Un audit n’est jamais anodin lorsqu’il touche à l’entreprise stratégique d’un pays produisant 200 000 barils par jour. À la Gabon Oil Company (GOC), cette inspection intervient alors que la rigueur de gestion des sociétés d’État est sous le feu des projecteurs. Au-delà des aspects techniques, les enjeux portent sur des flux financiers de plusieurs centaines de milliards de FCFA.
Créée en 2011, la GOC a vu son rôle s’accélérer. Longtemps cantonnée à des participations minoritaires de 10 % à 25 % dans les contrats de partage de production, elle a changé d’échelle en faisant jouer son droit de préemption pour le rachat des actifs d’Assala Energy.
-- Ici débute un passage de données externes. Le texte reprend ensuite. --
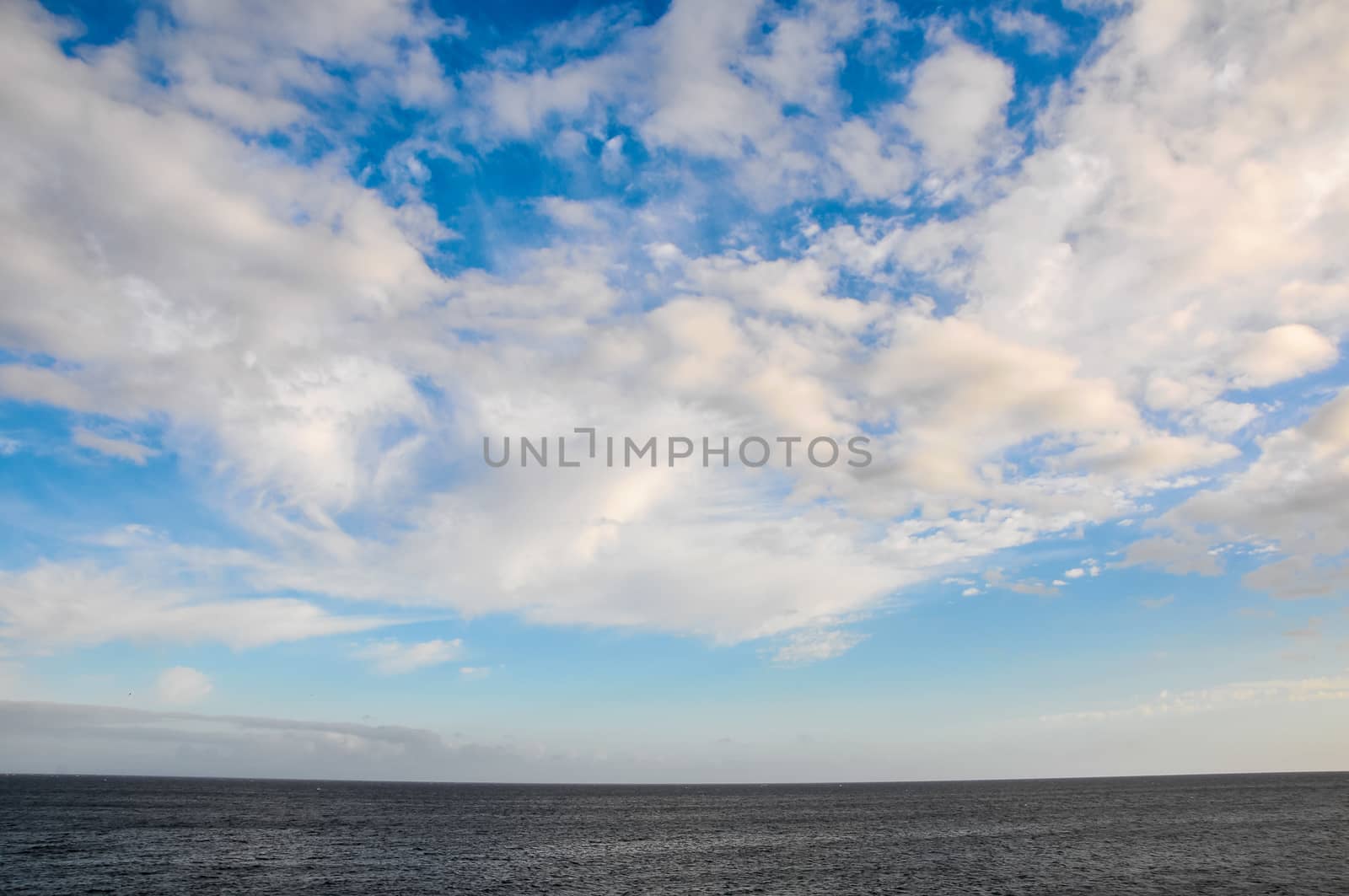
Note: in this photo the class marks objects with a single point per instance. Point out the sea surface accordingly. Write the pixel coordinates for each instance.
(1182, 835)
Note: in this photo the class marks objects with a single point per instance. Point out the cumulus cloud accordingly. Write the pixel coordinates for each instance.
(182, 684)
(1036, 347)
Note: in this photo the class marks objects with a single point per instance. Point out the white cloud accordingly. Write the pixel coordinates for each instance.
(957, 105)
(395, 657)
(1042, 35)
(182, 684)
(1335, 687)
(816, 646)
(54, 605)
(123, 448)
(1283, 352)
(1159, 247)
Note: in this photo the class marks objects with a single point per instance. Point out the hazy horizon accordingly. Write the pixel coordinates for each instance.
(674, 392)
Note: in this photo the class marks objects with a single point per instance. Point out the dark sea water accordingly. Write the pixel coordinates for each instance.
(1184, 835)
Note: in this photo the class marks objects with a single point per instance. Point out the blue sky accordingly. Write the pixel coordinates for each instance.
(276, 270)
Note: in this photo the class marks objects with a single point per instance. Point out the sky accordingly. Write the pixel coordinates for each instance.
(271, 273)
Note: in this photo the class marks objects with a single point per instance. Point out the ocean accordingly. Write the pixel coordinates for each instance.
(191, 837)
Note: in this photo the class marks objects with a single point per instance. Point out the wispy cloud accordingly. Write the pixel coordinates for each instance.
(395, 657)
Cette transaction estimée à 1,3 milliard de dollars (780 milliards de FCFA) en a fait le deuxième producteur du pays avec plus de 40 000 barils par jour, juste derrière TotalEnergies.
Cette expansion renforce la souveraineté économique du Gabon, mais pose une question centrale : la compagnie dispose-t-elle de la rigueur opérationnelle et financière nécessaire pour porter de tels engagements ?
Trésorerie, dette et le précédent SEEG
Dans une industrie où les investissements et les charges d’exploitation se comptent en dizaines de millions de dollars (soit plusieurs dizaines de milliards de FCFA) par gisement, l’audit doit clarifier la traçabilité des contrats d’attribution, la gestion des créances croisées avec l’État et les traders internationaux, ainsi que le schéma de remboursement de la dette contractée pour les récentes acquisitions.
Le spectre de l’audit de la Société d’énergie et d’eau du Gabon (SEEG) — qui avait révélé un passif lourd de plus de 150 milliards de FCFA (environ 250 millions de dollars) — rappelle que ces opérations de contrôle peuvent mener à de profonds remaniements. Les marchés guettent désormais l’issue : simple remise aux normes comptables, révision des contrats de trading ou restructuration de la direction.
Pour le Gabon, qui vise le maintien d’une production nationale à 10 millions de tonnes par an, la crédibilité de la GOC est essentielle. Les bailleurs internationaux comme le FMI ou la Banque mondiale et les investisseurs privés perçoivent cet audit comme un test de transparence.
La valeur réelle de l’exercice résidera dans la publication de ses conclusions et les décisions qui en découleront. Si la gestion est validée, la signature financière de la GOC en sortira renforcée. Si des faiblesses sont révélées, la capacité de l’État à y remédier rapidement sera le véritable moment de vérité.